Advocates in the telemedicine space have some high hopes for 2011, and their eyes are on the new Center for Medicare and Medicaid Innovation at CMS. Funded at $10 billion over 10 years, the new center will look at 20 different service and payment models, several of which could include telehealth. For instance, it is supposed to test models supporting care coordination for chronically ill individuals at high risk of hospitalization through a health IT-enabled provider network that includes care coordinators, a chronic disease registry, and home telehealth technology. “Medicare is riddled with barriers to telehealth, so we will continue working with regulators and Congress on eliminating those,” says Gary Capistrant, senior director of public policy for the American Telemedicine Association. The major hurdle, he notes, is that Medicare does not cover videoconferencing in metropolitan counties, which includes 80 percent of beneficiaries. “We are working on breaking down that barrier with services that have proven valuable already such as telestroke centers,” Capistrant says.

He adds that the Federal Communications Commission's proposed National Broadband Plan promises to expand existing rural healthcare programs to more physicians and healthcare offices, and final regulations are expected in May.


Of course, all of these advocates say they will be watching closely and offering critiques as ONC crafts the second stage of meaningful use requirements.

Many are concerned that the Stage 2 requirements have to be written before ONC has enough time to evaluate how many healthcare organizations successfully achieve Stage 1.

ONC has been hearing from software vendors all along that it takes them 18 months from the final rule being published to implementation because of the effort required for reconfiguring, testing, and certifying software, says MGMA's Tennant. “If you look at the calendar and back it out 18 months from January 2013, when Stage 2 goes into effect, that is midway in 2011,” he adds. “So they would be adding regulations without the benefit of understanding how the adoption of Stage 1 went.”

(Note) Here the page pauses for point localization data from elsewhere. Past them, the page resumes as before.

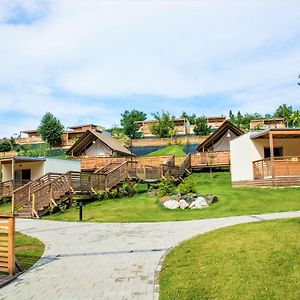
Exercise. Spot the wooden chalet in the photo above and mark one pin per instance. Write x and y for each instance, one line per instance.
(95, 144)
(215, 150)
(266, 158)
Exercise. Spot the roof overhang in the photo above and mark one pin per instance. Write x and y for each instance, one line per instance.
(277, 133)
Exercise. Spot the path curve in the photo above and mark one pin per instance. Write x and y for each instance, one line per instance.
(106, 260)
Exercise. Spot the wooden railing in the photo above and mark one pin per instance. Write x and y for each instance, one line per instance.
(214, 159)
(22, 195)
(116, 176)
(93, 163)
(6, 188)
(185, 165)
(7, 244)
(283, 166)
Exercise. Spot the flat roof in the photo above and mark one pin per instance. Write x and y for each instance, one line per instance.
(278, 132)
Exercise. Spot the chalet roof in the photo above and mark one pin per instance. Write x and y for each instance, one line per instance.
(29, 131)
(277, 133)
(86, 140)
(214, 137)
(18, 159)
(154, 121)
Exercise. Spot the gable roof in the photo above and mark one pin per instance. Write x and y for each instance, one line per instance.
(86, 140)
(214, 137)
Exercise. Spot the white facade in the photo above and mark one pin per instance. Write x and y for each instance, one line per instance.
(54, 165)
(244, 150)
(39, 168)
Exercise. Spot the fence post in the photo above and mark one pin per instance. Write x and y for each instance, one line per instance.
(11, 245)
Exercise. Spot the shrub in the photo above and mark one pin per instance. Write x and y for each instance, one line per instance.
(166, 186)
(187, 186)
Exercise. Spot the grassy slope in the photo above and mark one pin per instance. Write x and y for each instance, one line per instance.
(169, 150)
(252, 261)
(28, 250)
(233, 201)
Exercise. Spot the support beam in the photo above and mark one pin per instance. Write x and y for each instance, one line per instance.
(271, 143)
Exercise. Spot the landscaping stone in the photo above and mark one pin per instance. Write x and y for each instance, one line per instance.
(183, 204)
(171, 204)
(164, 199)
(191, 200)
(210, 199)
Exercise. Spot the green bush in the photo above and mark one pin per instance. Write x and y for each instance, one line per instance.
(166, 186)
(187, 186)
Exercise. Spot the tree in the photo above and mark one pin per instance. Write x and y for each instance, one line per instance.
(239, 118)
(164, 124)
(7, 145)
(201, 127)
(50, 129)
(295, 118)
(285, 112)
(190, 118)
(128, 122)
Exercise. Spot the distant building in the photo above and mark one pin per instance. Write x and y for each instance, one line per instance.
(68, 137)
(267, 123)
(213, 122)
(182, 127)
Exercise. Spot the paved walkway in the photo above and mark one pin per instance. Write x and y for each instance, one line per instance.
(106, 261)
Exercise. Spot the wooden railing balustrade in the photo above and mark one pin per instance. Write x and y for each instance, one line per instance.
(6, 188)
(282, 166)
(7, 244)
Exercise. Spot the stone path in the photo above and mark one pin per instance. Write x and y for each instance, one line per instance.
(106, 260)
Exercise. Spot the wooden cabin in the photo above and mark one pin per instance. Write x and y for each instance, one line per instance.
(182, 127)
(267, 123)
(94, 146)
(268, 157)
(15, 171)
(215, 150)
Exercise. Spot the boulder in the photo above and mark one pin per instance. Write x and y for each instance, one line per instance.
(175, 197)
(164, 199)
(183, 204)
(171, 204)
(211, 199)
(199, 203)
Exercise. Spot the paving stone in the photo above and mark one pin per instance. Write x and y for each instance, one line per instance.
(106, 260)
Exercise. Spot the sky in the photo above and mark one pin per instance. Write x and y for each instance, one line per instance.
(88, 61)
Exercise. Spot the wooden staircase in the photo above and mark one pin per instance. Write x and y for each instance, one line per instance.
(36, 197)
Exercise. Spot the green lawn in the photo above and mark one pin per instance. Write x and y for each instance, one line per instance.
(169, 150)
(232, 201)
(28, 250)
(251, 261)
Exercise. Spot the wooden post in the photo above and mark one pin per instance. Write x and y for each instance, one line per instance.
(13, 171)
(271, 143)
(11, 245)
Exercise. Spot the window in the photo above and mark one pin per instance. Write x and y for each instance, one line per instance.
(22, 175)
(278, 151)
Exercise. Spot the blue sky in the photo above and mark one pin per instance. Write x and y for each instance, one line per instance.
(88, 61)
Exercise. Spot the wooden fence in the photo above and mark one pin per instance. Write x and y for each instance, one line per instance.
(282, 167)
(7, 244)
(192, 139)
(213, 159)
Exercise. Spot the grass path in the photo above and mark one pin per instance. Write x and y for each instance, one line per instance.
(232, 202)
(169, 150)
(250, 261)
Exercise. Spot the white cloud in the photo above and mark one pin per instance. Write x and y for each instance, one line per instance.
(172, 49)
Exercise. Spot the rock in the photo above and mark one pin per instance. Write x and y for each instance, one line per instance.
(199, 203)
(164, 199)
(211, 199)
(175, 197)
(183, 204)
(171, 204)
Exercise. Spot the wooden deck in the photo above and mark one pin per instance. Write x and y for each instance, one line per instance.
(286, 166)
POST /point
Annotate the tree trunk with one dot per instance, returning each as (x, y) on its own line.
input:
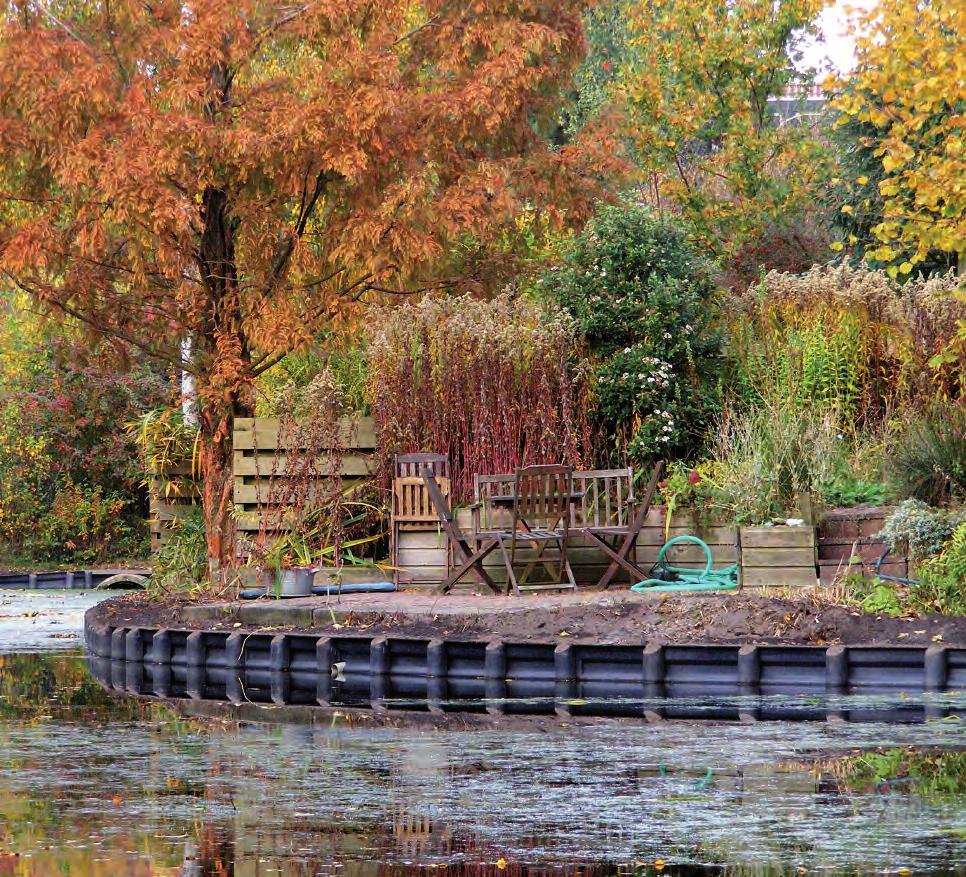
(216, 426)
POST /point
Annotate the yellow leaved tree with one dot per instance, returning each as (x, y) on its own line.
(909, 85)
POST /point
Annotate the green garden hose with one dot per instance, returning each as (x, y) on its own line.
(678, 578)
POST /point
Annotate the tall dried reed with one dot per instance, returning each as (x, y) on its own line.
(492, 384)
(851, 339)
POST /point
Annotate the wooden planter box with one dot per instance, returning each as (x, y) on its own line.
(846, 544)
(778, 557)
(422, 554)
(255, 442)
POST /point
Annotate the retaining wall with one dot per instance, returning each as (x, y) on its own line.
(397, 667)
(79, 580)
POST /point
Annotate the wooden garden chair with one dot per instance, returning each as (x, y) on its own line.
(541, 504)
(467, 558)
(606, 515)
(412, 509)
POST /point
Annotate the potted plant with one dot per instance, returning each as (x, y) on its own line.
(288, 566)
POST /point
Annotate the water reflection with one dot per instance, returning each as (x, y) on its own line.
(96, 784)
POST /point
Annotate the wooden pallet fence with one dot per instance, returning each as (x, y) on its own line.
(172, 493)
(256, 444)
(422, 554)
(778, 557)
(847, 545)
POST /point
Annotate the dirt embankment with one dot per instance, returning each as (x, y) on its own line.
(613, 617)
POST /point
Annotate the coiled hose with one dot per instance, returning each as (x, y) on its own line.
(678, 578)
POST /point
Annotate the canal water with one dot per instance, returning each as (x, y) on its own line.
(95, 783)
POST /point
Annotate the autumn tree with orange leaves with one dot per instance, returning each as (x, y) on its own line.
(232, 176)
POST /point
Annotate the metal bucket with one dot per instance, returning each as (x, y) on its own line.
(288, 582)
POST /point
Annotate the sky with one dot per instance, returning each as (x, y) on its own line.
(836, 51)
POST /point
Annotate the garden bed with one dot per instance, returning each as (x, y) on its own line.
(604, 617)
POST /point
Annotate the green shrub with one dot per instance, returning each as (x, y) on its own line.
(942, 579)
(928, 460)
(181, 564)
(644, 303)
(916, 529)
(86, 524)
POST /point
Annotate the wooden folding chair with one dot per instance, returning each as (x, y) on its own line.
(412, 509)
(542, 503)
(466, 558)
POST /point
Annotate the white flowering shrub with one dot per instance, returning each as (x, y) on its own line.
(643, 300)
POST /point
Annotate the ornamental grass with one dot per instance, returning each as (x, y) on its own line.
(494, 385)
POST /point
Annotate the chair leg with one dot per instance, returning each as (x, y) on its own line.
(511, 579)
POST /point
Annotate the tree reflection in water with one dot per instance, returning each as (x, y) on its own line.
(96, 785)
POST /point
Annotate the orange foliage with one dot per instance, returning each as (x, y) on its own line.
(241, 172)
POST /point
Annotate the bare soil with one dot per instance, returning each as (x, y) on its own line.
(601, 617)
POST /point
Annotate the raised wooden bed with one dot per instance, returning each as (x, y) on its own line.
(422, 554)
(846, 544)
(778, 557)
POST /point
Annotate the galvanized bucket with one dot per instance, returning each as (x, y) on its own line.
(288, 582)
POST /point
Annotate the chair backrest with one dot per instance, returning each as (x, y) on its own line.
(410, 465)
(489, 516)
(436, 497)
(411, 503)
(607, 497)
(543, 495)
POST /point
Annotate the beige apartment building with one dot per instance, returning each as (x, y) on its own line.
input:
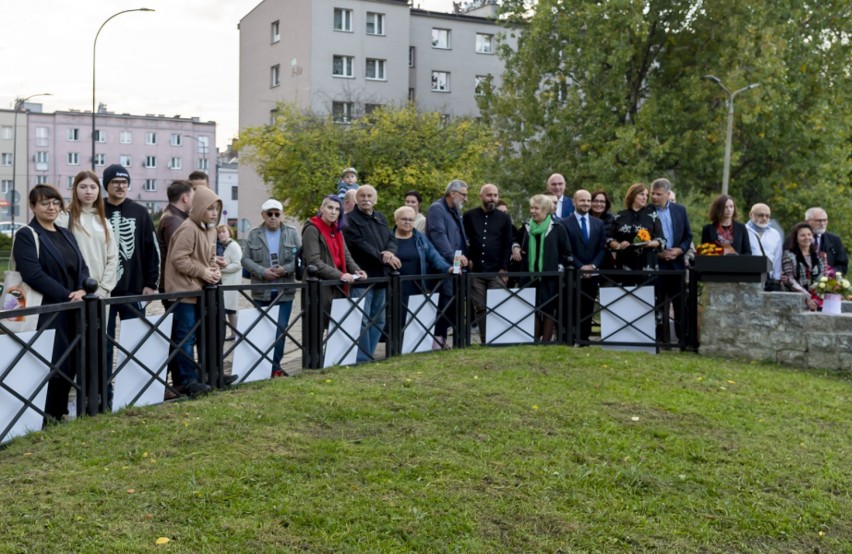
(346, 57)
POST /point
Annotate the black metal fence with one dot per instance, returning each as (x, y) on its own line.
(570, 304)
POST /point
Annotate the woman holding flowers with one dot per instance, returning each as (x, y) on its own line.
(723, 230)
(636, 233)
(801, 264)
(544, 246)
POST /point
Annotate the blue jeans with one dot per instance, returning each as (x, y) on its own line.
(373, 321)
(184, 318)
(284, 310)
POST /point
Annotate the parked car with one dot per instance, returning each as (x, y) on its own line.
(7, 227)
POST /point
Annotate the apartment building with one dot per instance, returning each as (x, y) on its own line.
(346, 57)
(156, 149)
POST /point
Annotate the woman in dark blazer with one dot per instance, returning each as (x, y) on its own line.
(544, 246)
(56, 269)
(731, 235)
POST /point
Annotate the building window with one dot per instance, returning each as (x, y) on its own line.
(42, 136)
(440, 81)
(484, 43)
(41, 161)
(341, 112)
(376, 69)
(342, 20)
(440, 38)
(343, 66)
(375, 23)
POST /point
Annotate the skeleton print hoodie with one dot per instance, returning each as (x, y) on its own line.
(138, 253)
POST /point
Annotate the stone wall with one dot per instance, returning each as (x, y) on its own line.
(739, 320)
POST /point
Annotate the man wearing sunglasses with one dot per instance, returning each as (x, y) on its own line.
(270, 256)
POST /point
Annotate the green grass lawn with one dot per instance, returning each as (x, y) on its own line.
(536, 449)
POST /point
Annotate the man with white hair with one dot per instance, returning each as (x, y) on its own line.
(827, 242)
(766, 241)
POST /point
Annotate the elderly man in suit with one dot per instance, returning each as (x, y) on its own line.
(678, 235)
(587, 236)
(563, 207)
(835, 254)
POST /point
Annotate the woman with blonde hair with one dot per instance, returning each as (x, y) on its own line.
(86, 219)
(229, 257)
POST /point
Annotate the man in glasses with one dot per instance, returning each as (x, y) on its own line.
(138, 253)
(766, 241)
(270, 255)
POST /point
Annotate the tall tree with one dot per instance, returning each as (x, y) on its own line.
(302, 154)
(612, 91)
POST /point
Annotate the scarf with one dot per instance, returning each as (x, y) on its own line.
(536, 258)
(333, 240)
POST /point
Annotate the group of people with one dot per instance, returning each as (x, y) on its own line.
(113, 240)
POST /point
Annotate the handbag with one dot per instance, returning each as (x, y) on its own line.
(16, 294)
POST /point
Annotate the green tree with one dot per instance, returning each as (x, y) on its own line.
(612, 92)
(394, 149)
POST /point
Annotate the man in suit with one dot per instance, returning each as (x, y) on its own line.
(563, 205)
(588, 243)
(678, 236)
(835, 254)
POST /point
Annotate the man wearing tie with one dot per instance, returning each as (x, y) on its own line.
(678, 235)
(586, 235)
(835, 254)
(556, 187)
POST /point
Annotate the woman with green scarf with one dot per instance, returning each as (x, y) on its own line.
(544, 247)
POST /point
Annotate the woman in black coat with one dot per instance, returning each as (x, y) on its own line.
(731, 235)
(544, 246)
(54, 267)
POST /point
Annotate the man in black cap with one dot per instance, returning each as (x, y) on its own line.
(138, 254)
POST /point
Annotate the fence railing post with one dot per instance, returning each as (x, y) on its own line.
(312, 325)
(210, 347)
(94, 352)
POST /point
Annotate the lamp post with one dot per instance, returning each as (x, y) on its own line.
(726, 172)
(19, 102)
(94, 52)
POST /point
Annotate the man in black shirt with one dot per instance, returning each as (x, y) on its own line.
(490, 235)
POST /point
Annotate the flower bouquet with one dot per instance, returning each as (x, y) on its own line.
(709, 249)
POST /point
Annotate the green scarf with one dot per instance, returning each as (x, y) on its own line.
(536, 258)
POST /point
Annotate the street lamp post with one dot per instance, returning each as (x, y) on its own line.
(726, 172)
(19, 102)
(94, 52)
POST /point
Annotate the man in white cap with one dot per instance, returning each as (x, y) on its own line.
(270, 256)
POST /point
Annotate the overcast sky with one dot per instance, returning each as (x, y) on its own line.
(181, 59)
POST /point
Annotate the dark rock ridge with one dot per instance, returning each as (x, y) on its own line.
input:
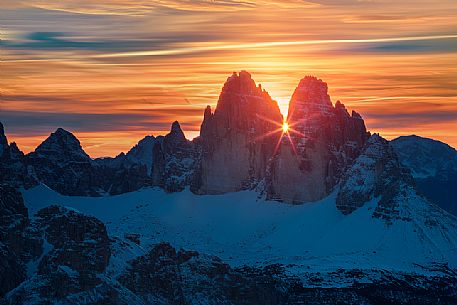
(13, 170)
(433, 165)
(61, 164)
(239, 138)
(174, 160)
(323, 140)
(13, 244)
(377, 172)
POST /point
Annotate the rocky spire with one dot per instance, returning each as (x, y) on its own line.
(323, 141)
(63, 146)
(239, 138)
(309, 98)
(176, 132)
(3, 141)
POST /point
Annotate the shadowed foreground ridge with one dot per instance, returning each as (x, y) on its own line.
(358, 231)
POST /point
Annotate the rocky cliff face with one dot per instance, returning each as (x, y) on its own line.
(433, 165)
(238, 138)
(61, 163)
(174, 160)
(323, 140)
(377, 175)
(13, 170)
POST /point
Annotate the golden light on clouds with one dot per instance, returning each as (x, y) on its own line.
(114, 71)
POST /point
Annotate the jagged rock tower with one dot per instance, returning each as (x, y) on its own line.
(323, 140)
(239, 138)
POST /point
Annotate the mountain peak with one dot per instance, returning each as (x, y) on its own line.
(176, 132)
(310, 98)
(3, 139)
(64, 145)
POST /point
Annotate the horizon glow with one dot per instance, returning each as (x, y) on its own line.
(114, 71)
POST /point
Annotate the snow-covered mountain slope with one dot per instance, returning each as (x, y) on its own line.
(433, 165)
(425, 157)
(244, 230)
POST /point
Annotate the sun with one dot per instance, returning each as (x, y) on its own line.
(285, 127)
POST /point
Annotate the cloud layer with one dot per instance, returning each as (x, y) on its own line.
(119, 68)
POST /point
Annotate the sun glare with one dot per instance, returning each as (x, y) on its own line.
(285, 127)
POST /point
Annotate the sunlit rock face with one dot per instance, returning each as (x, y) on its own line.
(174, 159)
(239, 138)
(323, 140)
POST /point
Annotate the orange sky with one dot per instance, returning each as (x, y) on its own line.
(113, 71)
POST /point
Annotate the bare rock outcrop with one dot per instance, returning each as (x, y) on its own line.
(322, 141)
(174, 159)
(239, 138)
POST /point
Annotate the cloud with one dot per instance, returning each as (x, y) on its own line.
(133, 7)
(31, 122)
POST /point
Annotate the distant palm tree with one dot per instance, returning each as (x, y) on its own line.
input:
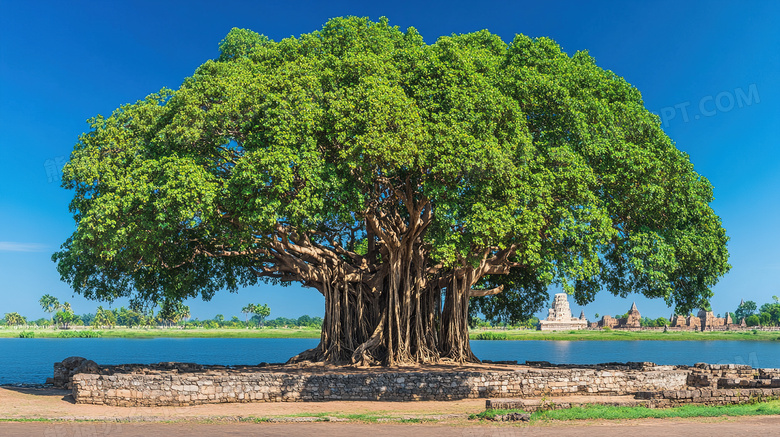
(14, 319)
(50, 304)
(250, 308)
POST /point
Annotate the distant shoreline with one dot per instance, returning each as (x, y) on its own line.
(475, 334)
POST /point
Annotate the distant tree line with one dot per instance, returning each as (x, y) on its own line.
(766, 315)
(169, 314)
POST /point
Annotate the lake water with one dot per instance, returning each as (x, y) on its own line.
(30, 361)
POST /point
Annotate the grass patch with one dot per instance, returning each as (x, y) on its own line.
(79, 334)
(490, 335)
(142, 333)
(591, 412)
(614, 334)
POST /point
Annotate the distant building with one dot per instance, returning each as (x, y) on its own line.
(559, 317)
(632, 321)
(703, 321)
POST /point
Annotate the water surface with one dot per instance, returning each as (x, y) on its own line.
(30, 360)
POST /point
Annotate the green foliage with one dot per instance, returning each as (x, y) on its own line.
(770, 313)
(104, 318)
(50, 304)
(79, 334)
(15, 319)
(745, 310)
(516, 145)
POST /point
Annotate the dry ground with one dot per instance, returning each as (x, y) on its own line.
(67, 419)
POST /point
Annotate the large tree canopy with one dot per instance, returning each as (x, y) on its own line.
(397, 178)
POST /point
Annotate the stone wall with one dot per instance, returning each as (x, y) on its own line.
(156, 387)
(177, 384)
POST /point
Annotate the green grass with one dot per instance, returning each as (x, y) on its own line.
(169, 333)
(523, 334)
(591, 412)
(490, 335)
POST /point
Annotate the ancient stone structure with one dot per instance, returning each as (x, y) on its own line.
(559, 317)
(175, 384)
(633, 321)
(703, 321)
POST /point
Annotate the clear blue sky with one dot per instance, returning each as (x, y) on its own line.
(710, 69)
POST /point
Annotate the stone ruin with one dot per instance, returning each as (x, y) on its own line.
(633, 321)
(183, 384)
(559, 317)
(704, 321)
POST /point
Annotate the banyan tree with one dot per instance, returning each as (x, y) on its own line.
(404, 181)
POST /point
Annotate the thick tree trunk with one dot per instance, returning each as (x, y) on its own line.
(402, 322)
(386, 307)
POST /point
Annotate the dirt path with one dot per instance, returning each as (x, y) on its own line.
(77, 420)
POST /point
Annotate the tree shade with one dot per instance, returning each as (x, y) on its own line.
(399, 179)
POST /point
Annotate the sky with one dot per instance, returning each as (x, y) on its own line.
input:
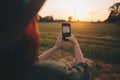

The AHA will be seeking to make sure that there is a thorough and open assessment of Stage 1 before decisions about Stage 2 are made, Warzala stresses. “We also would like to see if there are subgroups of providers, such as small and rural hospitals, that might need additional policy support to keep up.”

The eHealth Initiative's Covich Bordenick says there will obviously be some strong examples of people meeting Stage 1, but wonders if there are going to be enough to proceed strongly in Stage 2. “It is the Health IT Policy Committee's role to push the envelope,” she says, “but reality may pull them back.”